I was reading a graphical explanation of complex roots, and between Figures 7 and 8 I became confused.
The roots appear in the imaginary plane, but I don't understand why the original function must be inverted before the graphical representation fits. I realize that inversion is necessary for the graphical representation of imaginary roots to fit, but the lack of explanation bothers me. I would like to understand this inverstion better than "we do it because it fits the data."
Comment: In general, a nonzero quadratic has the form $y = A(x-a)^2+b^2$ where $A,a,b$ are real constants, but I set $A=1$ for the sake of clarity.

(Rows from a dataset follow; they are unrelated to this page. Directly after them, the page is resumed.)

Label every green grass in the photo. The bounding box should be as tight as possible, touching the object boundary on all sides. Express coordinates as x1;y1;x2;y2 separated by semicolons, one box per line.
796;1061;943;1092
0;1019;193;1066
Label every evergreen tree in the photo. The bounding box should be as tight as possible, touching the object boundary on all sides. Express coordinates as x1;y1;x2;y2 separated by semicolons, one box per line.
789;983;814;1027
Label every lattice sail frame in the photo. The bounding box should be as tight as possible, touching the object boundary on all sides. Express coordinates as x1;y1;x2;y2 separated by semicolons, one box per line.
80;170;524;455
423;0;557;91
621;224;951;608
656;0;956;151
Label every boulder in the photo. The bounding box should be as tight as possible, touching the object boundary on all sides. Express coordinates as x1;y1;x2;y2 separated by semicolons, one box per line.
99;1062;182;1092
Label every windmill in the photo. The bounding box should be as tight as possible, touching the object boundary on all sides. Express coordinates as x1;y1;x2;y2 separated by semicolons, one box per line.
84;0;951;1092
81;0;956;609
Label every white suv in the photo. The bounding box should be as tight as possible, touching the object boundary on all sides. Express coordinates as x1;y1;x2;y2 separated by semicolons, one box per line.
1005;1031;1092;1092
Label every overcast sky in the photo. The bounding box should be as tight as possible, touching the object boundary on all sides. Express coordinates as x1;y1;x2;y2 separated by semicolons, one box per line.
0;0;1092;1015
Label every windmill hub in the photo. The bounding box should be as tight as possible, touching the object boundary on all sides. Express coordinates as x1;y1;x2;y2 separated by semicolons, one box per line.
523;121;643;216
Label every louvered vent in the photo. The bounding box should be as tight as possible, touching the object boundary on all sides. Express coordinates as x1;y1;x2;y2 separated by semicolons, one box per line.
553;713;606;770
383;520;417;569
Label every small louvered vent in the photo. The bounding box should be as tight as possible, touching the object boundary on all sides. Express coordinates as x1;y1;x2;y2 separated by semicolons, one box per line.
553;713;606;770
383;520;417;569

The graph is given to extend $y=f(x) = (x-a)^2+b^2$ to $y=Re(f(z)) = Re((z-a)^2+b^2)$ where $z = x+it$ is a complex variable. The graph given indicates all points in $(t,x,y)$ space such that the equation $y=Re(f(z))$ is satisfied. In particular, $$ y = Re((x+it-a)^2+b^2) = (x-a)^2-t^2+b^2 $$ Considering $x=a$ which is a vertical plane in the pictures, $$ y = -t^2+b^2 $$ This is a parabola which opens downward in the $x=a$ plane. It has $y=0$ when $t = \pm b$. This is why the graph opens downward. On the other hand, the plane $t=0$ (otherwise known as the $xy$-plane) we have $y = (x-a)^2+b^2$ which is a parabola with vertex $(a,b^2)$ which opens upward with no $x$-intercept.
The function is not inverted, it is extended to a complex domain, in this larger context the three-dimensional graph looks as pictured. However, beware the real picture casts $y = Re(f(x+it))$ as a surface, it is one-equation in three variables. This gives two parameters at most points on its solution set. The picture you post focuses on two interesting curves on this surface (it has parametrization $X(u,v) = (u,v,Re(f(u+iv)))$ )
Also, I was tempted to say it was the graph of $y = f(x+it)$, but that is more difficult to graph directly... think about it.